Throttling is flagged when peak_tj_C > 85 °C (leaving a 10 °C safety margin below the hardware limit).

⚠ Why Models with Weights > ~1 GB Were Not Tested

All models in this benchmark have GGUF weights ≤ 958 MB. Larger models fail to load on JetPack R36.4.7 (L4T 36.4) regardless of power mode or available memory. This is a known regression in the CUDA IOVA / NvMap contiguous-memory allocator introduced in this JetPack release - not a simple “out of RAM” failure.

Root cause: On Jetson platforms, the CUDA driver allocates device-mapped memory through the NvMap kernel driver, which requires a single contiguous block in the IOVA (I/O Virtual Address) space. Unlike a general-purpose allocator that can stitch together scattered pages, NvMap must find one unbroken IOVA range large enough for the entire allocation in a single call.

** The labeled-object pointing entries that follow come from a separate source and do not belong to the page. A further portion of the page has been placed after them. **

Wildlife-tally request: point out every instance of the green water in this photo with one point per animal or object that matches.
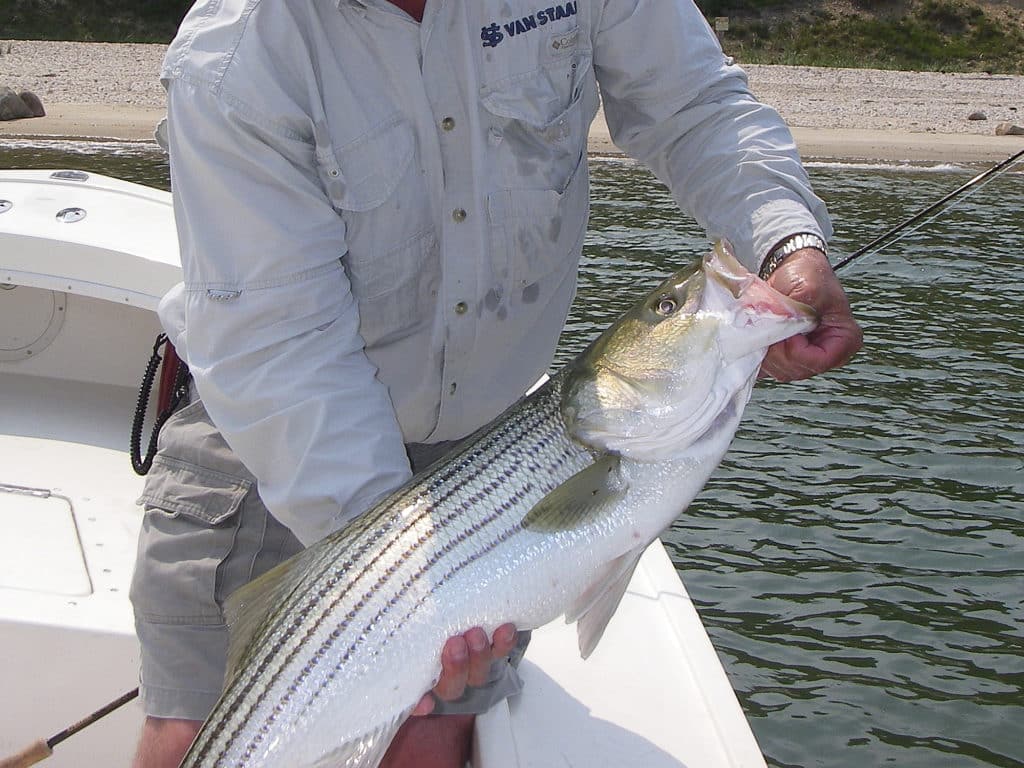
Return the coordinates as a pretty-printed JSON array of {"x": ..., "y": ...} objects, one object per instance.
[{"x": 858, "y": 558}]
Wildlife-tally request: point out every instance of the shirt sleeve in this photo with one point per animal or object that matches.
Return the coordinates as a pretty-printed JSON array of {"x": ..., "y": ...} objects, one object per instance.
[
  {"x": 674, "y": 101},
  {"x": 270, "y": 328}
]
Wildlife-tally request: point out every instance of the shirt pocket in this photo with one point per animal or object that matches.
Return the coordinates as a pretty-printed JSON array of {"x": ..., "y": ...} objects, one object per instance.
[
  {"x": 392, "y": 250},
  {"x": 364, "y": 172},
  {"x": 540, "y": 120},
  {"x": 536, "y": 232}
]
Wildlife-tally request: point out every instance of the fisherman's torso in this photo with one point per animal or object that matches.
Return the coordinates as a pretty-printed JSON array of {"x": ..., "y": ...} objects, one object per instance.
[{"x": 454, "y": 150}]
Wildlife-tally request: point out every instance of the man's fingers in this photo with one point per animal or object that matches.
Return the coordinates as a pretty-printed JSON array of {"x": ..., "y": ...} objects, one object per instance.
[
  {"x": 466, "y": 660},
  {"x": 455, "y": 669},
  {"x": 479, "y": 656},
  {"x": 505, "y": 637}
]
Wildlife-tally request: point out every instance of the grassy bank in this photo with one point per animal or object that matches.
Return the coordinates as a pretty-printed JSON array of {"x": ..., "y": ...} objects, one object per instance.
[
  {"x": 91, "y": 20},
  {"x": 916, "y": 35},
  {"x": 935, "y": 35}
]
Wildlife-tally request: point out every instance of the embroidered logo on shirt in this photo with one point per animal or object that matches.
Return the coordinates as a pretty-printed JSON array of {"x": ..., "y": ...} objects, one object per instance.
[{"x": 493, "y": 34}]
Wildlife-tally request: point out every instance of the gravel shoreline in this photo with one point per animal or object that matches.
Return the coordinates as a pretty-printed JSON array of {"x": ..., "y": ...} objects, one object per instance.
[{"x": 114, "y": 76}]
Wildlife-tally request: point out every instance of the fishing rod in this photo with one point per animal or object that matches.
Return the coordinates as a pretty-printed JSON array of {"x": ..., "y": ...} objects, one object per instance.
[
  {"x": 43, "y": 749},
  {"x": 974, "y": 183},
  {"x": 39, "y": 751}
]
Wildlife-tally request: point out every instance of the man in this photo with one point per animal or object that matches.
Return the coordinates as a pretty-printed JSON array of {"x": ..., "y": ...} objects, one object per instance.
[{"x": 381, "y": 206}]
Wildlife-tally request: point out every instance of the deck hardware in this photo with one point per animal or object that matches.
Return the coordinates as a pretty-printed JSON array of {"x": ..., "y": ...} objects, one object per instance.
[
  {"x": 71, "y": 215},
  {"x": 71, "y": 175}
]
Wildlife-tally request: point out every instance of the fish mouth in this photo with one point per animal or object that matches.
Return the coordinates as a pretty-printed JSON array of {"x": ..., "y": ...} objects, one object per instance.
[{"x": 756, "y": 297}]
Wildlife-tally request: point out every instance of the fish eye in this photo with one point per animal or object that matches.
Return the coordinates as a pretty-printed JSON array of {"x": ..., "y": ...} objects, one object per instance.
[{"x": 666, "y": 305}]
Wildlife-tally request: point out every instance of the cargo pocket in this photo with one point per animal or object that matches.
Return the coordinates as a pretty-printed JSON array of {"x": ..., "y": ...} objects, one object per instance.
[{"x": 189, "y": 526}]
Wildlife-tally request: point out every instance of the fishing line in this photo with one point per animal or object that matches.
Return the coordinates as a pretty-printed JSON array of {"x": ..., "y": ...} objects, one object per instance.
[{"x": 933, "y": 211}]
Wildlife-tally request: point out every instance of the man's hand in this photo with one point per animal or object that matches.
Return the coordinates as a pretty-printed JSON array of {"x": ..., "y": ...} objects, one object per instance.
[
  {"x": 807, "y": 276},
  {"x": 466, "y": 660}
]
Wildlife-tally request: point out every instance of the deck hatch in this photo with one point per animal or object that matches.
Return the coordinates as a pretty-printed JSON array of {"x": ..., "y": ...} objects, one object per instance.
[{"x": 40, "y": 550}]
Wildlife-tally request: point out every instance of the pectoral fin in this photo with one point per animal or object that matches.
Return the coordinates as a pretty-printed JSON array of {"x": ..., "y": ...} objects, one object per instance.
[
  {"x": 248, "y": 608},
  {"x": 581, "y": 499},
  {"x": 596, "y": 606}
]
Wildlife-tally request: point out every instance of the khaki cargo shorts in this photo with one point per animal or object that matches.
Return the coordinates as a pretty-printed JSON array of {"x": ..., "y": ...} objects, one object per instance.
[{"x": 205, "y": 534}]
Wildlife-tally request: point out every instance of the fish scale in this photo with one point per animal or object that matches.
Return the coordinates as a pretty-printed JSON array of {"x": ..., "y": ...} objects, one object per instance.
[{"x": 543, "y": 513}]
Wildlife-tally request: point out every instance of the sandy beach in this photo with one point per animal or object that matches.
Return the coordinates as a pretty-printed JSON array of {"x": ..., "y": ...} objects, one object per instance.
[{"x": 102, "y": 90}]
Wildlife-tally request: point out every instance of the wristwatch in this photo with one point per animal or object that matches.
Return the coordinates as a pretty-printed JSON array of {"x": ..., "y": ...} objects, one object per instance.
[{"x": 788, "y": 246}]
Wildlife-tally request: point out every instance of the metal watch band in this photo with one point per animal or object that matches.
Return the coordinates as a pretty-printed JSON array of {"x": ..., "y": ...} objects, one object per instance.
[{"x": 788, "y": 246}]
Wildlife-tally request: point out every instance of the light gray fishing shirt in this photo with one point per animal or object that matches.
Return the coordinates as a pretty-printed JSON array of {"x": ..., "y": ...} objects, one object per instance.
[{"x": 381, "y": 220}]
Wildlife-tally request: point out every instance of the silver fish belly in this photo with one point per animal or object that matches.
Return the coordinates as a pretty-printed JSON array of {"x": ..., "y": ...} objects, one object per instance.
[{"x": 544, "y": 513}]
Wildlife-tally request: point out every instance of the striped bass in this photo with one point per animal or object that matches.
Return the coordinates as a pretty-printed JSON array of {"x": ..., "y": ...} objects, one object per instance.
[{"x": 543, "y": 513}]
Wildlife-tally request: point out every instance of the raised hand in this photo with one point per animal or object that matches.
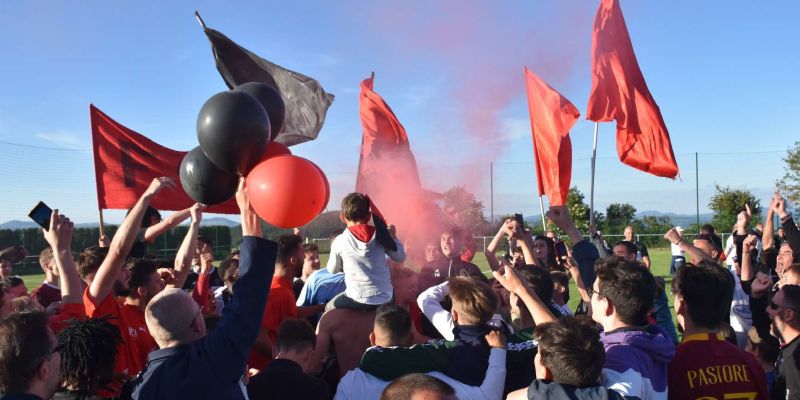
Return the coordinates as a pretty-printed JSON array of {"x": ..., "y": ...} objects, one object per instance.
[
  {"x": 510, "y": 280},
  {"x": 673, "y": 236},
  {"x": 59, "y": 236},
  {"x": 496, "y": 340},
  {"x": 743, "y": 220},
  {"x": 196, "y": 211},
  {"x": 749, "y": 244},
  {"x": 157, "y": 184},
  {"x": 779, "y": 205},
  {"x": 251, "y": 224}
]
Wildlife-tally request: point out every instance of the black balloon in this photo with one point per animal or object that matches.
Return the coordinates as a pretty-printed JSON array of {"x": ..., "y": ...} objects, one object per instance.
[
  {"x": 272, "y": 101},
  {"x": 233, "y": 130},
  {"x": 203, "y": 181}
]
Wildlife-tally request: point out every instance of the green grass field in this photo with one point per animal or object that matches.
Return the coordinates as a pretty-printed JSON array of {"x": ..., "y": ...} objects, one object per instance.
[{"x": 660, "y": 259}]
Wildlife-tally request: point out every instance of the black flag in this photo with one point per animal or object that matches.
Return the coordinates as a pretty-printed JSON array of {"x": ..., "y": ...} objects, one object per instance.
[{"x": 306, "y": 100}]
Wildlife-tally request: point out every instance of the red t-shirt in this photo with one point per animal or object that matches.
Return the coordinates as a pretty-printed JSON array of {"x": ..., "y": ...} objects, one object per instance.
[
  {"x": 281, "y": 304},
  {"x": 136, "y": 339},
  {"x": 67, "y": 312},
  {"x": 46, "y": 294},
  {"x": 708, "y": 367}
]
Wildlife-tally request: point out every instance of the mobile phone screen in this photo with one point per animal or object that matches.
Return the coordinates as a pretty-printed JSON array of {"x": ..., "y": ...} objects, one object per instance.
[
  {"x": 561, "y": 249},
  {"x": 41, "y": 215}
]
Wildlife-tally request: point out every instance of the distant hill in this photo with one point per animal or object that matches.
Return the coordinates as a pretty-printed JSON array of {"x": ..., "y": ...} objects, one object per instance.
[
  {"x": 683, "y": 220},
  {"x": 219, "y": 221},
  {"x": 16, "y": 224}
]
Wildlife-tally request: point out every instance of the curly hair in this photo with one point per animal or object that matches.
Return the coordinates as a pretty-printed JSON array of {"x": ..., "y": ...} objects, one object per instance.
[{"x": 88, "y": 355}]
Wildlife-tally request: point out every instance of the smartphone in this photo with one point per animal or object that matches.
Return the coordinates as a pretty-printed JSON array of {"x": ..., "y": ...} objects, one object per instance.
[
  {"x": 561, "y": 249},
  {"x": 520, "y": 222},
  {"x": 41, "y": 215}
]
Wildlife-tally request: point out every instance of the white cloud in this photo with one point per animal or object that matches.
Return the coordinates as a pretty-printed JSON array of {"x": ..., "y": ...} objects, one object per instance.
[
  {"x": 61, "y": 138},
  {"x": 419, "y": 95},
  {"x": 514, "y": 128}
]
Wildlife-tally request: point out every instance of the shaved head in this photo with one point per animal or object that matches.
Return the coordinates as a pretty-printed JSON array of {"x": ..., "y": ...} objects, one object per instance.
[{"x": 172, "y": 318}]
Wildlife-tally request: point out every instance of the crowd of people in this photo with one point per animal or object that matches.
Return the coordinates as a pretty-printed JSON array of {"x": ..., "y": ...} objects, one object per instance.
[{"x": 270, "y": 322}]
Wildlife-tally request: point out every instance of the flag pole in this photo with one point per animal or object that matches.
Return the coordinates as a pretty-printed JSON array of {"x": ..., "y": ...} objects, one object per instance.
[
  {"x": 199, "y": 19},
  {"x": 594, "y": 160},
  {"x": 541, "y": 207},
  {"x": 102, "y": 231}
]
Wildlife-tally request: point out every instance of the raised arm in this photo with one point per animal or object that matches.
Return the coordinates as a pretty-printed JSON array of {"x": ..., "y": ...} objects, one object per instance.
[
  {"x": 398, "y": 255},
  {"x": 228, "y": 346},
  {"x": 183, "y": 259},
  {"x": 152, "y": 232},
  {"x": 59, "y": 237},
  {"x": 429, "y": 303},
  {"x": 746, "y": 260},
  {"x": 675, "y": 238},
  {"x": 525, "y": 242},
  {"x": 789, "y": 228},
  {"x": 106, "y": 275},
  {"x": 585, "y": 253},
  {"x": 494, "y": 264},
  {"x": 767, "y": 237},
  {"x": 576, "y": 275},
  {"x": 512, "y": 282}
]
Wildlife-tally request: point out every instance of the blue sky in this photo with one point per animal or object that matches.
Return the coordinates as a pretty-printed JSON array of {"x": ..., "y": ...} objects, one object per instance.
[{"x": 723, "y": 72}]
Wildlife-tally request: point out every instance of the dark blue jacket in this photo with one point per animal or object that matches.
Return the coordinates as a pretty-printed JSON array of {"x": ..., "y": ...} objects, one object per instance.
[{"x": 212, "y": 367}]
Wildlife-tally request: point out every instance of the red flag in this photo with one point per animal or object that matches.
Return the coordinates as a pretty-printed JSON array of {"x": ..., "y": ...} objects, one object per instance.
[
  {"x": 386, "y": 157},
  {"x": 552, "y": 116},
  {"x": 620, "y": 93},
  {"x": 125, "y": 163}
]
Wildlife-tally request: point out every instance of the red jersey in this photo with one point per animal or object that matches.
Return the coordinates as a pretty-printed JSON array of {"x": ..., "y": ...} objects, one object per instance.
[
  {"x": 281, "y": 304},
  {"x": 67, "y": 312},
  {"x": 708, "y": 367},
  {"x": 46, "y": 294},
  {"x": 136, "y": 339}
]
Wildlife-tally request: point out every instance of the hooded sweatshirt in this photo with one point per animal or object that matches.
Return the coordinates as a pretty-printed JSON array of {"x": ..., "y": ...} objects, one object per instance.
[
  {"x": 366, "y": 275},
  {"x": 637, "y": 361},
  {"x": 551, "y": 390}
]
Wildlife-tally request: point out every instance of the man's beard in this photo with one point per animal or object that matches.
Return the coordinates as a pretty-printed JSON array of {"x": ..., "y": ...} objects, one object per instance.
[
  {"x": 774, "y": 331},
  {"x": 120, "y": 290}
]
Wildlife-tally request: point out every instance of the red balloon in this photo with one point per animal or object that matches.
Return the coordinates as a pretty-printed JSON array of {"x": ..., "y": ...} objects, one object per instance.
[
  {"x": 327, "y": 187},
  {"x": 275, "y": 149},
  {"x": 287, "y": 191}
]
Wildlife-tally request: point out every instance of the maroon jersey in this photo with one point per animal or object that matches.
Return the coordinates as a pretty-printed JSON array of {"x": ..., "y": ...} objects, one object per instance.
[
  {"x": 708, "y": 367},
  {"x": 46, "y": 294}
]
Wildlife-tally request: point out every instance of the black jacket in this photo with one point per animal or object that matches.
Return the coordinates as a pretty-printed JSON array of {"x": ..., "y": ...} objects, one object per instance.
[
  {"x": 212, "y": 367},
  {"x": 285, "y": 379},
  {"x": 555, "y": 391}
]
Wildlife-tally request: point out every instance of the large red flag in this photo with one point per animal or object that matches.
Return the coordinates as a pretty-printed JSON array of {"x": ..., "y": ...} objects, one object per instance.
[
  {"x": 125, "y": 163},
  {"x": 385, "y": 151},
  {"x": 552, "y": 116},
  {"x": 620, "y": 93},
  {"x": 387, "y": 170}
]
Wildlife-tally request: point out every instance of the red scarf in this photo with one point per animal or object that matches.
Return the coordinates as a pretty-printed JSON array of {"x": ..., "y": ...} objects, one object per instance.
[{"x": 362, "y": 232}]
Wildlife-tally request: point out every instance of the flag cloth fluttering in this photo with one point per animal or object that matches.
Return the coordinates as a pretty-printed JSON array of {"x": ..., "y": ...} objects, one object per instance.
[
  {"x": 619, "y": 92},
  {"x": 306, "y": 100},
  {"x": 125, "y": 162},
  {"x": 552, "y": 116},
  {"x": 385, "y": 150}
]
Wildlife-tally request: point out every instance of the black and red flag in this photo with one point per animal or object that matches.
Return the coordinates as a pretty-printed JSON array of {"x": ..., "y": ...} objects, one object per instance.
[
  {"x": 125, "y": 162},
  {"x": 306, "y": 101}
]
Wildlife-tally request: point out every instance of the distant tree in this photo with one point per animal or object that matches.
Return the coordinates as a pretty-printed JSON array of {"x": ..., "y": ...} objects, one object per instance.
[
  {"x": 578, "y": 210},
  {"x": 728, "y": 202},
  {"x": 466, "y": 209},
  {"x": 323, "y": 226},
  {"x": 618, "y": 215},
  {"x": 789, "y": 185}
]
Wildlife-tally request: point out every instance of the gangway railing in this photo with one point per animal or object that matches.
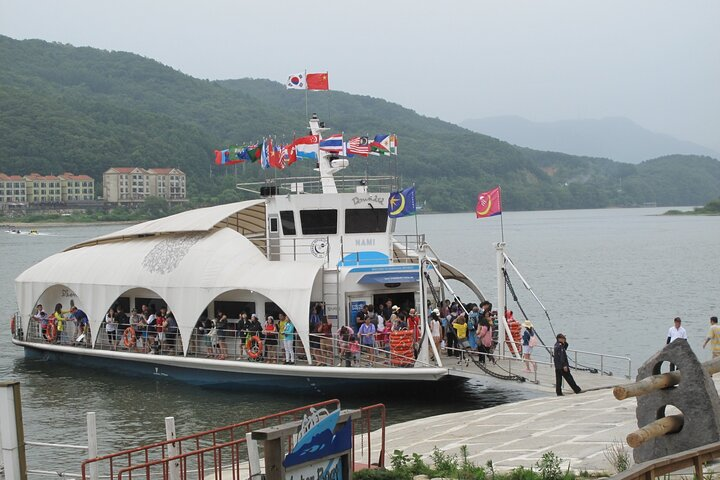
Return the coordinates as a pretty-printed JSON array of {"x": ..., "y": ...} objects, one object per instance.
[{"x": 513, "y": 365}]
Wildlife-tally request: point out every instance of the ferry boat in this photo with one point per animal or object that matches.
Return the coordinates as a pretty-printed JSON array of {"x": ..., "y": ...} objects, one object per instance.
[{"x": 325, "y": 240}]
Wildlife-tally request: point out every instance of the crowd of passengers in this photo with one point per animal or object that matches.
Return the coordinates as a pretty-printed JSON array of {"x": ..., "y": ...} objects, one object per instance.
[{"x": 455, "y": 329}]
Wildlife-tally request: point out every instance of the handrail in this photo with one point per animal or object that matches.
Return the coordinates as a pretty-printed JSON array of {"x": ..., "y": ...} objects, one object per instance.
[
  {"x": 216, "y": 464},
  {"x": 649, "y": 470},
  {"x": 366, "y": 414},
  {"x": 145, "y": 449}
]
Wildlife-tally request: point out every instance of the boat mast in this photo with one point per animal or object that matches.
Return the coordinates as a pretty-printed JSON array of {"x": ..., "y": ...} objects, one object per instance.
[
  {"x": 328, "y": 164},
  {"x": 502, "y": 324}
]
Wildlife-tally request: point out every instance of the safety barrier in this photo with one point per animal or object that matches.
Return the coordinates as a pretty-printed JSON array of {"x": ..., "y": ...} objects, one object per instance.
[
  {"x": 662, "y": 467},
  {"x": 225, "y": 460},
  {"x": 232, "y": 434}
]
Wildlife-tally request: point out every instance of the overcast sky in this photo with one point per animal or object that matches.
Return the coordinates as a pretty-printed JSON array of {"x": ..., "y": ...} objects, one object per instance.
[{"x": 653, "y": 61}]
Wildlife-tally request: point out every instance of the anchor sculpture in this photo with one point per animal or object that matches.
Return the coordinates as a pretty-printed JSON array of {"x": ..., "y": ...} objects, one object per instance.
[{"x": 689, "y": 389}]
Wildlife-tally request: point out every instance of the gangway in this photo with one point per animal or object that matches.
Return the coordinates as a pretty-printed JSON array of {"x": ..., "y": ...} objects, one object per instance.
[{"x": 591, "y": 371}]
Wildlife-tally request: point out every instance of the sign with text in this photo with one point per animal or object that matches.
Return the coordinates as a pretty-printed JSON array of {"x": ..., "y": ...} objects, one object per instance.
[{"x": 327, "y": 470}]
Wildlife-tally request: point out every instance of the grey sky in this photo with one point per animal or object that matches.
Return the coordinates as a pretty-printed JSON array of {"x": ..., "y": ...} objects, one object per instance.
[{"x": 655, "y": 62}]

The allocation fails immediately with NvMapMemAllocInternalTagged: error 12 (ENOMEM) - errno 12 is ENOMEM, “not enough memory” in the contiguous-mapping sense, not the total-capacity sense.

What this means in practice: Any GGUF model requiring more than roughly 1.1 GB of contiguous CUDA buffers is blocked at load time on this JetPack version. Smaller models load fine because their contiguous IOVA requirement fits within what the fragmented address space can still provide.

Affected platform: NVIDIA Jetson Orin Nano Super 8GB running JetPack R36.4.7 (L4T 36.4.7 / Ubuntu 22.04). The same board on JetPack 6.2.2 (L4T 36.5) resolves this regression.

Power Measurement Methodology Note

All tok/J and power figures in this report use the VDD_CPU_GPU_CV rail from tegrastats at 500 ms intervals.

Method: tok/J = OSL ÷ (decode_power_W × p50_decode_s) - output tokens per joule of decode-phase energy.

llama.cpp 15W / 25W / MAXN: per-request decode-phase tegrastats via profile_export.jsonl timestamps.

Ollama (all modes): per-request decode-phase power extracted from per-mode tegrastats.log using model_timing.log windows.

llama.cpp 7W: whole-run average power (no tegrastats retained for that run; power values recovered from original local logs). Tok/J uses the older tok/s ÷ avg_power_W approximation - marked ‡ in all tables.

⚠ Prefill power caveat: when TTFT < 500 ms, tegrastats (500 ms interval) captures zero samples in the prefill window, so prefill power falls back to timeline-reconstructed whole-window average. This affects 63 % of llama.cpp cells and 48 % of Ollama cells (llama.cpp prefills faster at the same ctx, so more of its cells fall below 500 ms). Both datasets have 100 % profile_export.jsonl coverage. Decode tok/J and total tok/J are not affected (decode windows are always multiple seconds long).